In March 2006, my best friend and former roommate Avi Zaffini shipped out for Iraq. Avi and I have been friends since I was in seventh grade. You see, Avi is now a United States Marine, but I remember when he was a chubby slow fourteen-year-old who looked more like the Pillsbury Dough Boy than an elite warrior. Avi writes and thinks about timeless ideas with a passion and precision that most people envy, but I remember when he could barely write a coherent paragraph. Avi has a deep and balanced faith in God that informs and directs his life, yet I remember when he was a know-it-all teenager with a judgmental attitude that I could barely stand. Avi has a wonderful relationship with his beautiful girlfriend Megan. Everyone says they are going to get married, yet I remember when Avi was in middle school. His idea of romantic evening with Megan was chasing her around the park at our school cookout. He has only loved one girl, and I have a feeling he got it right the first time. Yes, I have a long memory of Avi. A lot has changed about him for the better. Now, I am faced with the fact that he might turn into a memory. The progress might stop. He could be killed in Iraq. He might die in a war we both support.
We both agree the war in Iraq is worth fighting. The anti-war crowd would say Avi is putting his life in danger for a lie. Avi does not understand it that way. He had this to say about weapons of mass destruction in Iraq: “The fact that they were not found does not take away the fact that the Iraqi government would not have hesitated to themselves use or assist others in using those heinous weapons against us.” It seems apparent to both of us that the war in Iraq has become the central front in the war on terror, and terrorism must be defeated with military power. Avi explains, “It is only by the terrible, swift sword of military strikes that this horrible travesty of terrorism will be curbed. Iraq proves that there is a time for peace and a time for war.” Avi sees the world through Marine’s eyes, in black and white. There is no room for shades of gray in combat. The terrorists in Iraq need to be destroyed, and he is willing to do it. It is easy to defend the war while discussing it in the safety of a dorm room in peaceful Ashland, Ohio with the danger of combat half a world away. The debate over the war becomes more personal when your best friend is dodging bullets in that war.

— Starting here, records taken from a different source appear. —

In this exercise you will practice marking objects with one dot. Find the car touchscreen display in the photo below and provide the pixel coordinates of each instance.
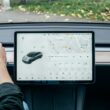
(54, 56)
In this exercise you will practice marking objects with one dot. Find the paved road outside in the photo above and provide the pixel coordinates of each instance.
(18, 16)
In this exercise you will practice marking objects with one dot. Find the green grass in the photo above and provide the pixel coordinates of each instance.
(89, 9)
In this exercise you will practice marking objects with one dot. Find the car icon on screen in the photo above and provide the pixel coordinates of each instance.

Avi and I have had a long and deep friendship. We played football and basketball in our school’s parking lot. We went to numerous sleepovers together. We talked about girls together. We suffered through Latin class together. We have done everything from sweat together to talk about our dreams together. His zeal for and dedication to the Marine Corps is a big part of the reason that I want to be a Marine Officer. His job is to fight and possibly die for our country. The fact is many Marines have died in Iraq, and his job is even more dangerous than most. He is a Field Military Policemen. For civilian readers, that means he will be sitting on top of a Humvee in a convoy manning a 50 caliber machine gun. This is not an easy job. Avi is actually fighting for our cause. He may lose his life. I honor that. I think it is noble and good. However, I am supposed to be the best man in his wedding. We are supposed to be friends for life. I pray to God that he will come back safely. I think he will. He is smart, tough, and has a beautiful girlfriend who gives him every reason to live. In a perfect world, he would be able to do his duty, and we would be friends for decades to come. Our world, however, is not perfect; I cannot know for sure if he will come home safely. I have to deal with the fact that the war I believe in may kill my best friend.

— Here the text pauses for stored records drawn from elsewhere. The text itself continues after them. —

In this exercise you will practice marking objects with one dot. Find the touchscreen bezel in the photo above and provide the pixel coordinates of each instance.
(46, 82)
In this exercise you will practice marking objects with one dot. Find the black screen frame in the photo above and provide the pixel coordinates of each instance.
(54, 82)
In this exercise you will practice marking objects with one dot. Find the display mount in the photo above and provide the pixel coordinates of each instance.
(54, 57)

There are no easy answers to the nightmare scenario I have described. I know it is a reality for the friends and families of thousands of American soldiers and Marines who have died in Iraq. There are probably hundreds of guys in my position, who were supposed to be the best man, who are supposed to be friends for decades. Moms and Dads are not supposed to bury their sons, but they do. Little brothers are not supposed to clutch flags taken from their older brothers’ coffins, but they do. Fiancées are not supposed to cancel their wedding to plan a funeral, but they do. It happens almost every day. These seem to be injustices. The world is not working the way it should; yet I still believe the sacrifice of life for a just cause is not an injustice.

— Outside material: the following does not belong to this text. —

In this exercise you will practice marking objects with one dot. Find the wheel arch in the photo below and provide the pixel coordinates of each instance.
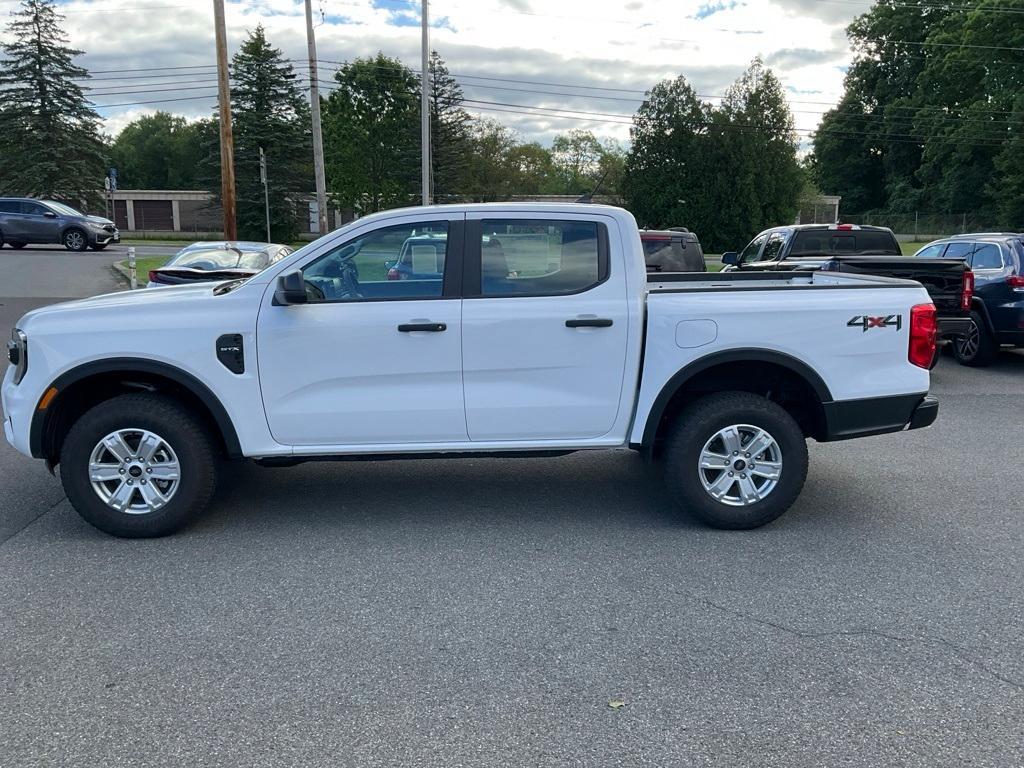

Jesus says in John’s Gospel that, “Greater love hath no man than this, that a man lay down his life for his friends.” Maybe Avi’s willingness to sacrifice himself for the sake our country and the cause we support is the ultimate act of friendship. If Avi is killed, it is a tragedy, but it is also a triumph of friendship. His loss would not be a victory for the hate the terrorists have for America and progress of freedom in Iraq. It would instead be a proclamation of Avi’s love for his friends, his family, and his country. Hopefully, Avi will not have to commit the ultimate act of love and friendship. I have these words for Avi. Keep your head down man. We all love you. It seems inadequate, when compared to how much you love us.
James Kresge is a junior from Galena, Ohio majoring in political science and history.